2. This heir is married to a lady who comes of the decadent Bourbon Parma stock.
3. This young man, and his wife, and his family are taking precedence of his own wife, whom he loves, and the healthy[7] children whom she has borne him.
[7] Apparently healthy, though there is, unhappily, a strain of insanity in the Chotek family also. Nothing was known or suspected of it at the time of the marriage; but the Duchess of Hohenberg’s father had to be placed under restraint before his death. One may hope that the weakness was developed too late in life to be transmitted.
The superstition of caste would, indeed, be strong in Francis Ferdinand if he regarded that as a right and proper state of things; and the mere fact that he married as he did, in the face of the opposition which he encountered, shows clearly that, whatever superstitions may still retain a hold on him, that particular superstition has relaxed its grip. Is he likely—human nature being what we know it to be—to accept an affront inflicted in the name of a superstition which he has abandoned? Can we expect his wife and his children to press him to do so?

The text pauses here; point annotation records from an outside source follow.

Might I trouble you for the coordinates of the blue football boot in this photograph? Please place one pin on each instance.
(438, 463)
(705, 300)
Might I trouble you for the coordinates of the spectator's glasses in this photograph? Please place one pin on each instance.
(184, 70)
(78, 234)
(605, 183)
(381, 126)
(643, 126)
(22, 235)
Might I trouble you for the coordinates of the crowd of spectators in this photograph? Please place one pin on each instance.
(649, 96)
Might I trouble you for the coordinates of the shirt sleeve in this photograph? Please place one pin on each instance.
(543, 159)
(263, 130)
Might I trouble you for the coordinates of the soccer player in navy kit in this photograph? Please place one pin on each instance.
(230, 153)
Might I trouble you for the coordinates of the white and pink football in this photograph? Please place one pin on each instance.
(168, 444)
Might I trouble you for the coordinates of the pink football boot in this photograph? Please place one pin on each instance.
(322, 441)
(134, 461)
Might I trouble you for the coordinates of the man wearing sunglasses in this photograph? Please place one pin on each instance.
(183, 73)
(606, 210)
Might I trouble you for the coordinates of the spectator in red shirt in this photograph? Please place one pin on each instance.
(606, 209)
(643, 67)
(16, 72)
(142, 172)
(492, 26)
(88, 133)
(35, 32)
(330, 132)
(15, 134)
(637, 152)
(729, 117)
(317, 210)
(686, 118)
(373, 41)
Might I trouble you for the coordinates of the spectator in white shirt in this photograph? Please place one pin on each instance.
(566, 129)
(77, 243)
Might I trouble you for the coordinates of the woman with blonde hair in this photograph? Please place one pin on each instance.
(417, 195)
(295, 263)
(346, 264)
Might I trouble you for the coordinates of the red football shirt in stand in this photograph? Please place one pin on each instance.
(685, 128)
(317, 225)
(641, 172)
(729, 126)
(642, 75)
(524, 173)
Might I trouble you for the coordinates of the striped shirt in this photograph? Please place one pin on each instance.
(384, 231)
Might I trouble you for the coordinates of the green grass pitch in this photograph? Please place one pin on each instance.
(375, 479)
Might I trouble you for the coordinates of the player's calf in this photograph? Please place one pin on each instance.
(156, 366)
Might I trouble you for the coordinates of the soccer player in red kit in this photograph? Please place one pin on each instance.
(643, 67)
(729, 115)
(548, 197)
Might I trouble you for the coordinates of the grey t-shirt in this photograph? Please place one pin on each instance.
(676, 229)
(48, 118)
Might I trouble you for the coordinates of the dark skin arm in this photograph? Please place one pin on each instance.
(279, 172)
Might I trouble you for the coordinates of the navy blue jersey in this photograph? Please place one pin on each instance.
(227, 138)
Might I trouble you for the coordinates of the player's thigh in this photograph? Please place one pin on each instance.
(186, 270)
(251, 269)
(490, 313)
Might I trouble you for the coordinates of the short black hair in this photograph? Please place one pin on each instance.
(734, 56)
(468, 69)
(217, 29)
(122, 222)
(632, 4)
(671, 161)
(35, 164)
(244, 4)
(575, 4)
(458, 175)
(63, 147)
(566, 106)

Obviously we cannot. The thing might have happened in bygone ages—or even in comparatively recent ages—when universal opinion drew a religious as well as a social distinction between hereditary sovereigns and their subjects, and the personal dignity of the individual counted for nothing in comparison with that great impersonal principle. It cannot happen now that all impersonal principles are in the melting-pot and so many postulates which men used to grant as they now grant the law of gravitation are being brought to the bar of opinion to be cross-examined. The postulate which bids the progeny of an Emperor who married for love take a lower seat than the son and grandsons of the family scapegrace will assuredly be questioned by the next Emperor of Austria; and it will be found that it has nothing to say for itself. It may die fighting; but it will die; and the whole of the Habsburg superstition will die with it. What will happen then lies in the lap of the Gods.
It is, however, precisely because of its gradual approach to such problems as these that one finds the reign of Francis Joseph such an intensely interesting period of history. It is interesting from the personal point of view as the story of Nemesis overtaking the oppressor; the story which we have presented symbolically as the story of the fulfilment of Countess Karolyi’s curse. Philosophically it is interesting as the age of transition from mediæval to modern ideas: the age in which both nationalities and individuals have stormily asserted their right to live their own lives in their own way. In both these matters we see, in Austria more clearly than anywhere else, the hungry generations treading down the past.
It is seldom that so complete an evolution of outlook is co-extensive with the life of a single sovereign; perhaps, indeed, Francis Joseph’s reign has been unique in that respect. In any case, he has witnessed all these changes, and lived through all these intellectual and emotional experiences. His rôle, while doing so, has been to keep up appearances; but, if we could penetrate to the realities behind the appearances, we should assuredly find that he had not himself been unaffected by the transformations going on around him. That is the true moral of the story of his affection for Frau Schratt, and of the rumour of his desire to give that lady his left hand in marriage. He felt what the other Habsburgs felt, though he controlled his feelings better. Seeing what the other Habsburgs were doing, he had the impulse to be “in the movement,” though he resisted it. He, like the rest, has sometimes had the intuition that happiness lay in living one’s own life rather than the corporate life of one’s country; and there are moments when his biographer feels that, in spite of all the pomp and glory which have attended his public career, the day of days for him must have been the day on which he met Frau Schratt, who, after twenty-eight years of mutual devotion, now totters down the hill with him at the journey’s end.
Photo Adèle
FRAU SCHRATT.
Daily, for a little while, when health permits, he sits with her and wonders.... We will leave him wondering.